Prior to college, part-time jobs tend not to be an absolute necessity for many students. In fact, volunteer work, extracurriculars and academic competitions are often strongly emphasized as ways for high schoolers to make themselves more competitive for college admission. Yet, as many current college students have long since realized, financial security is imperative for a successful future career. Despite financial aid expert Mark Kantrowitz’s criticism of how the nation’s average student loan debt is $35,000 and insistence that student loans should not exceed the student’s starting salary after graduation, the reality for college students is that part-time jobs are a necessity. Since, according to a 2015 Consumer Expenditures report by the Bureau of Labor Statistics, daily necessities and insurance add to roughly $15,000 to $20,000 or more (depending on the categories added up), and $50,651 was the average starting salary for 2015 college graduates, college graduates’ take-home pay most likely is a meager $10,000 to $15,000, depending on their actual expenses. Given these factors, college students must work while in school in order to try and mitigate this anticipated high financial strain after graduation. Yet college students are oftentimes ill-prepared for the nuanced politics of part-time jobs.
Considering that 50.4 percent of minimum-wage workers are aged between 16 and 24 years old, and that 70 percent of college students work while in college, students often take up jobs in the service and retail industries because of how simple the job requirements are. These positions are typically split between part-time and full-time contracts. Most are rarely, if ever, salaried positions; they seem to be hourly jobs in general. Students are thus disadvantaged because salaried positions are generally more stable and have more protections, such as a guaranteed yearly wage, instead of on a fluctuating hourly wage. Overtime policy is also different for salaried and hourly jobs: Salaried employees get time and a half for overtime (work done beyond the maximum 40 hours per week), while contract employees merely get the regular rate of pay.
Furthermore, contract employees are not always guaranteed to get things like health insurance or overtime benefits, like salaried employees might.
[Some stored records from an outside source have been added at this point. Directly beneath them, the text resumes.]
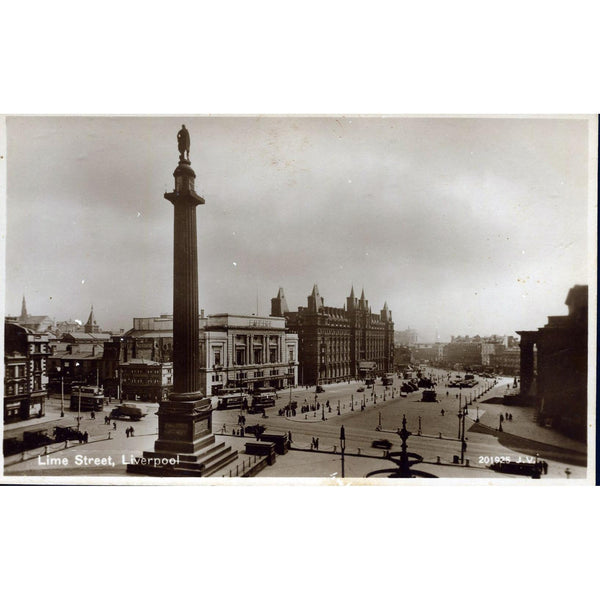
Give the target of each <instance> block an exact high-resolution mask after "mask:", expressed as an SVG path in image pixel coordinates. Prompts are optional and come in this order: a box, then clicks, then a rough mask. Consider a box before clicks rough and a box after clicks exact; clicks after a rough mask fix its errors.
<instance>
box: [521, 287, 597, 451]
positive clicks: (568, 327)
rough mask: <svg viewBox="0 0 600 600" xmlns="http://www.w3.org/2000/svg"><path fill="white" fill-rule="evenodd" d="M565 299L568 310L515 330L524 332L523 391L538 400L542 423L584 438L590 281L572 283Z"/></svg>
mask: <svg viewBox="0 0 600 600" xmlns="http://www.w3.org/2000/svg"><path fill="white" fill-rule="evenodd" d="M565 304H566V305H567V306H568V309H569V314H568V315H566V316H551V317H548V323H547V324H546V325H545V326H544V327H540V328H539V329H538V330H537V331H517V333H518V334H519V335H520V336H521V344H520V346H521V356H520V362H521V365H520V370H521V396H522V397H523V398H524V400H525V401H529V402H531V403H533V404H534V405H535V407H536V410H537V415H538V423H540V424H541V425H551V426H553V427H555V428H556V429H559V430H561V431H563V432H565V433H567V434H568V435H571V436H573V437H576V438H578V439H581V440H585V439H586V436H587V396H588V393H587V374H588V348H587V342H588V286H587V285H576V286H574V287H572V288H571V289H570V290H569V293H568V294H567V298H566V300H565ZM535 349H537V369H536V365H535V352H534V351H535Z"/></svg>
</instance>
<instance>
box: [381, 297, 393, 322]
mask: <svg viewBox="0 0 600 600" xmlns="http://www.w3.org/2000/svg"><path fill="white" fill-rule="evenodd" d="M381 320H382V321H391V320H392V311H391V310H390V309H389V308H388V305H387V302H385V303H384V304H383V310H382V311H381Z"/></svg>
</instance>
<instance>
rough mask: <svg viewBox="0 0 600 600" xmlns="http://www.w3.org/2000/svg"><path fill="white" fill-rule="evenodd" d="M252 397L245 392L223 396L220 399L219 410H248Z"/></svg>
mask: <svg viewBox="0 0 600 600" xmlns="http://www.w3.org/2000/svg"><path fill="white" fill-rule="evenodd" d="M249 398H250V396H248V394H245V393H244V392H241V391H239V392H234V393H231V394H223V395H221V396H219V397H218V400H217V410H235V409H247V408H248V400H249Z"/></svg>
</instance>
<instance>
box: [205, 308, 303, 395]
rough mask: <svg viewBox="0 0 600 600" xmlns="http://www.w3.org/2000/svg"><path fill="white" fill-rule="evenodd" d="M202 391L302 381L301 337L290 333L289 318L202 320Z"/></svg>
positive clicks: (271, 385) (221, 316) (247, 316)
mask: <svg viewBox="0 0 600 600" xmlns="http://www.w3.org/2000/svg"><path fill="white" fill-rule="evenodd" d="M200 373H201V381H202V391H203V393H204V394H206V395H208V396H211V395H214V394H215V393H217V392H218V391H220V390H222V389H224V388H242V389H244V390H247V391H250V392H251V391H253V390H255V389H257V388H259V387H274V388H276V389H281V388H284V387H287V386H289V385H296V384H297V383H298V336H297V335H296V334H295V333H288V332H286V327H285V319H284V318H281V317H280V318H277V317H256V316H254V315H252V316H244V315H229V314H218V315H210V316H209V317H208V318H207V319H205V320H204V322H203V323H202V322H201V329H200Z"/></svg>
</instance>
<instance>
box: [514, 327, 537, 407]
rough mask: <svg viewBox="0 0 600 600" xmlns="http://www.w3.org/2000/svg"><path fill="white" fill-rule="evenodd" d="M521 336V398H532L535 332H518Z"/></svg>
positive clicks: (534, 331)
mask: <svg viewBox="0 0 600 600" xmlns="http://www.w3.org/2000/svg"><path fill="white" fill-rule="evenodd" d="M517 333H518V334H519V335H520V336H521V342H520V344H519V346H520V347H521V370H520V371H521V372H520V379H521V396H522V397H523V398H528V397H530V396H532V391H533V390H532V385H533V380H534V372H533V367H534V364H533V362H534V361H533V345H534V344H535V338H536V334H537V332H536V331H518V332H517Z"/></svg>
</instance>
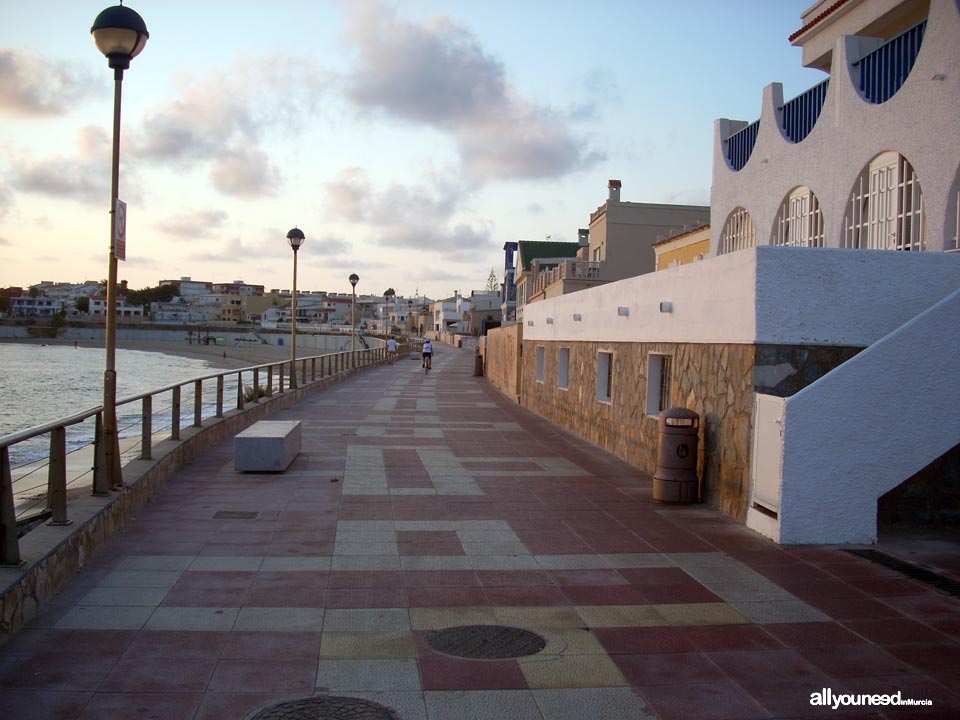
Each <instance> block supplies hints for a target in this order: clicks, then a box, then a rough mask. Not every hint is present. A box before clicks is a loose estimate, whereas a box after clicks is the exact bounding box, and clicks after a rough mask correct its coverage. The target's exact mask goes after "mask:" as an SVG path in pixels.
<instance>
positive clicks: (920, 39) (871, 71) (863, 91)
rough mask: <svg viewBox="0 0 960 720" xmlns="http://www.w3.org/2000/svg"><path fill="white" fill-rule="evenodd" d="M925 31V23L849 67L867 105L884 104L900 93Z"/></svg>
mask: <svg viewBox="0 0 960 720" xmlns="http://www.w3.org/2000/svg"><path fill="white" fill-rule="evenodd" d="M926 27H927V21H926V20H924V21H922V22H920V23H917V24H916V25H914V26H913V27H912V28H910V29H908V30H905V31H904V32H902V33H900V34H899V35H897V36H896V37H895V38H892V39H891V40H889V41H888V42H886V43H884V44H883V45H881V46H880V47H878V48H877V49H876V50H874V51H873V52H872V53H870V54H869V55H864V56H863V57H862V58H860V59H859V60H857V61H856V62H855V63H853V65H854V67H855V68H857V69H858V70H859V72H860V82H859V87H860V92H861V93H862V94H863V97H864V98H865V99H866V100H867V102H871V103H874V104H880V103H883V102H886V101H887V100H889V99H890V98H892V97H893V96H894V95H895V94H896V92H897V90H899V89H900V86H901V85H903V83H904V81H905V80H906V79H907V76H909V75H910V71H911V70H912V69H913V63H914V61H915V60H916V59H917V54H918V53H919V52H920V45H921V44H922V43H923V33H924V30H926Z"/></svg>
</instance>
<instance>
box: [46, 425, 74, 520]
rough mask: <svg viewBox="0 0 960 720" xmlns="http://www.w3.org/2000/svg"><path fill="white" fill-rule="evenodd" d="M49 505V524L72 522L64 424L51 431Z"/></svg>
mask: <svg viewBox="0 0 960 720" xmlns="http://www.w3.org/2000/svg"><path fill="white" fill-rule="evenodd" d="M47 507H48V508H49V509H50V510H52V511H53V517H51V518H50V522H48V523H47V525H69V524H70V521H69V520H67V429H66V428H65V427H63V426H61V427H58V428H54V429H53V430H51V431H50V466H49V467H48V468H47Z"/></svg>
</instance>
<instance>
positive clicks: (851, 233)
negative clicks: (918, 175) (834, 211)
mask: <svg viewBox="0 0 960 720" xmlns="http://www.w3.org/2000/svg"><path fill="white" fill-rule="evenodd" d="M844 227H845V232H844V247H848V248H857V249H862V250H914V251H919V250H925V249H926V245H927V243H926V227H925V223H924V212H923V191H922V189H921V188H920V181H919V180H918V178H917V174H916V172H914V169H913V166H912V165H910V163H909V162H908V161H907V159H906V158H905V157H903V156H902V155H900V154H899V153H892V152H891V153H884V154H883V155H880V156H878V157H877V158H876V159H875V160H874V161H873V162H871V163H870V165H869V167H868V168H867V169H866V170H865V171H864V172H863V173H861V174H860V177H859V178H857V182H856V185H855V186H854V189H853V192H852V193H851V195H850V202H849V204H848V207H847V217H846V219H845V222H844Z"/></svg>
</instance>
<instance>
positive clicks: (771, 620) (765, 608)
mask: <svg viewBox="0 0 960 720" xmlns="http://www.w3.org/2000/svg"><path fill="white" fill-rule="evenodd" d="M730 606H731V607H733V608H734V609H736V610H737V611H739V612H741V613H743V614H744V615H745V616H746V617H747V618H749V619H750V620H751V621H753V622H755V623H757V624H764V623H794V622H826V621H828V620H830V618H828V617H827V616H826V615H824V614H823V613H822V612H820V611H819V610H817V609H816V608H814V607H811V606H810V605H807V603H805V602H803V601H802V600H786V601H777V600H760V601H756V602H733V603H730Z"/></svg>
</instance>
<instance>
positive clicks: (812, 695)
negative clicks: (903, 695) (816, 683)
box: [810, 688, 933, 710]
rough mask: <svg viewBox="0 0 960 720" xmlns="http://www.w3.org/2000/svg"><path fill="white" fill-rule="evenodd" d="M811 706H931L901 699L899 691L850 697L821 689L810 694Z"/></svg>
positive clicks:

Contract employees are cheaper too because if employers have over 50 full-time employees, they are required by law to provide benefits like insurance. Otherwise, if there are fewer than 50 full-time employees, contract employees merely get their minimum wage pay — no matter the amount of hours or time they spent with that company. As a result of this, students who work while in college oftentimes build up job experience in the retail and sales industry, which is not always necessarily in line with what their actual degree is. This essentially defeats the purpose of jobs preparing students for their future careers since those skills are commonly gained ones, not the specialized skills that a college degree is supposed to give a student.
It is exactly this unclear work status that causes students working as contract employees for retail and service industries to openly ignore when borderline labor violations happen to them. One main complaint seems to be how their bosses always change their hours suddenly, like scheduling them for a shift without prior notice. Students often fear bringing up issues with such actions, perhaps out of fear of angering their boss. Thus, they never report probable common labor law violations such as denial of overtime pay or rest or meal periods. Yet, according to the California labor law, students — as any employee in general — are protected from retaliation by their bosses for reporting potential labor law violations. I myself did not even realize that, for the most part, California is an at-will employment state, wherein both employees and employers essentially can quit and fire at any time without a two weeks’ notice (unless the contract has that requirement listed). Of course, the typical protections for factors such as race, pregnancy and gender identification still apply for restricting a boss from firing employees on a discriminatory basis.
As a result of this emphasis on making education almost unattainable, America’s future workforce — today’s college students — are quite unprepared and have a depressing cultural practice of joking about their literal poverty because of student loans. Instead of prioritizing education, a shocking 70 percent of college students stress out over finances. In fact, as a direct result of America’s emphasis on making students carry the financial burden for their education, America’s youth lag far behind many European countries in terms of their overall education. A college education seems almost impractical to obtain because American society specifically does not invest in it, unlike how Germany has made their colleges virtually free for its students.